One popular American neo-Nazi, recently revealed by antifascist activists as Christoper "The Hammer" Pohlhaus, simply posted the word “neat” under a link to the story.
Meanwhile, users of the internet imageboard 4chan are taking the killing, and the accused killer, in a few different directions.
While some on the notorious /pol/ board have given the accused the macabre title of “Saint,” an honorific bestowed on racially and hate-motivated killers like Brenton Tarrant, the man responsible for carrying out the massacre in Christchurch, New Zealand, or Dylann Roof, who shot nine people in a predominantly Black church in South Carolina.
Others have chosen a very different direction.
“When I run a search for Nathaniel Veltman (the alleged perpetrator) I only get links to the news articles.
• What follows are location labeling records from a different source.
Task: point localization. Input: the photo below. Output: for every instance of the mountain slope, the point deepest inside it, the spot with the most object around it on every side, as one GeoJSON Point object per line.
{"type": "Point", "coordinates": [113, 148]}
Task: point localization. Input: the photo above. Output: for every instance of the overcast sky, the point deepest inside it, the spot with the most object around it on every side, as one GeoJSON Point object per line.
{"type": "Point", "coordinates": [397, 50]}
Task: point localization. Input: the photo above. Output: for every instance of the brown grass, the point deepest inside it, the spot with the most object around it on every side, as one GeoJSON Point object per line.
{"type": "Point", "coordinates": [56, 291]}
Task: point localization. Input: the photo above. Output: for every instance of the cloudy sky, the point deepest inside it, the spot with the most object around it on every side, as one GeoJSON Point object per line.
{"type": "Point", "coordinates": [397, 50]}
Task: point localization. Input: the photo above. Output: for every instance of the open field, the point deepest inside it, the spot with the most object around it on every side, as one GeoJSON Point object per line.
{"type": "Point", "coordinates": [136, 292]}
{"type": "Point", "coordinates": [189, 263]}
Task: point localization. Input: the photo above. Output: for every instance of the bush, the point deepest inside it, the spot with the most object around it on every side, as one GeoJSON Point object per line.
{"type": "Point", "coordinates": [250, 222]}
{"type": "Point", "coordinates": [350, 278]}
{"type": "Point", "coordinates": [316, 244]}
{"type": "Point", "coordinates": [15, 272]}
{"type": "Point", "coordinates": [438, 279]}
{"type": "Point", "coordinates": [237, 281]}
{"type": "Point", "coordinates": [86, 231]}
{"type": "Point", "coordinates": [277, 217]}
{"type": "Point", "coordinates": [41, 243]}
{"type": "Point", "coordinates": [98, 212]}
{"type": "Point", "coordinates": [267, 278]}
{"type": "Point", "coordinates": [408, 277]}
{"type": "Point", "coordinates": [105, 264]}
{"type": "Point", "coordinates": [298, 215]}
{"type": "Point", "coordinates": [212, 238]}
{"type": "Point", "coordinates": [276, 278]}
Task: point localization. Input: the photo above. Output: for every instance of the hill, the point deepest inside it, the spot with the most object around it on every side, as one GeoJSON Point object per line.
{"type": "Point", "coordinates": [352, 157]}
No Facebook or Instagram pages, no LinkedIn profile, nothing,” said one Anon after claiming to be a London, Ontario local. “His name sounds really Jewy and with zero online presence I'm strongly suspicious that this is a glow op.”
“Once again Jewry is damaging relations between Muslims and the West,” wrote another after wrapping Veltman’s surname in the triple parentheses, a symbol online meant to indicate that someone is a Jew.
Debates over the accused’s “Jewishness” continue in these spaces, despite reporting in multiple other outlets and people close to the accused telling the Canadian Anti-Hate Network that he was raised in a strictly Christian household.
The antisemitic casting of the accused as both a subversive Jewish character sent to further vilify the white man, while also placing him among the bloody pantheon of “saints” is tragically a standard operating procedure in these spaces.
This story was updated to include information about Craig Harrison.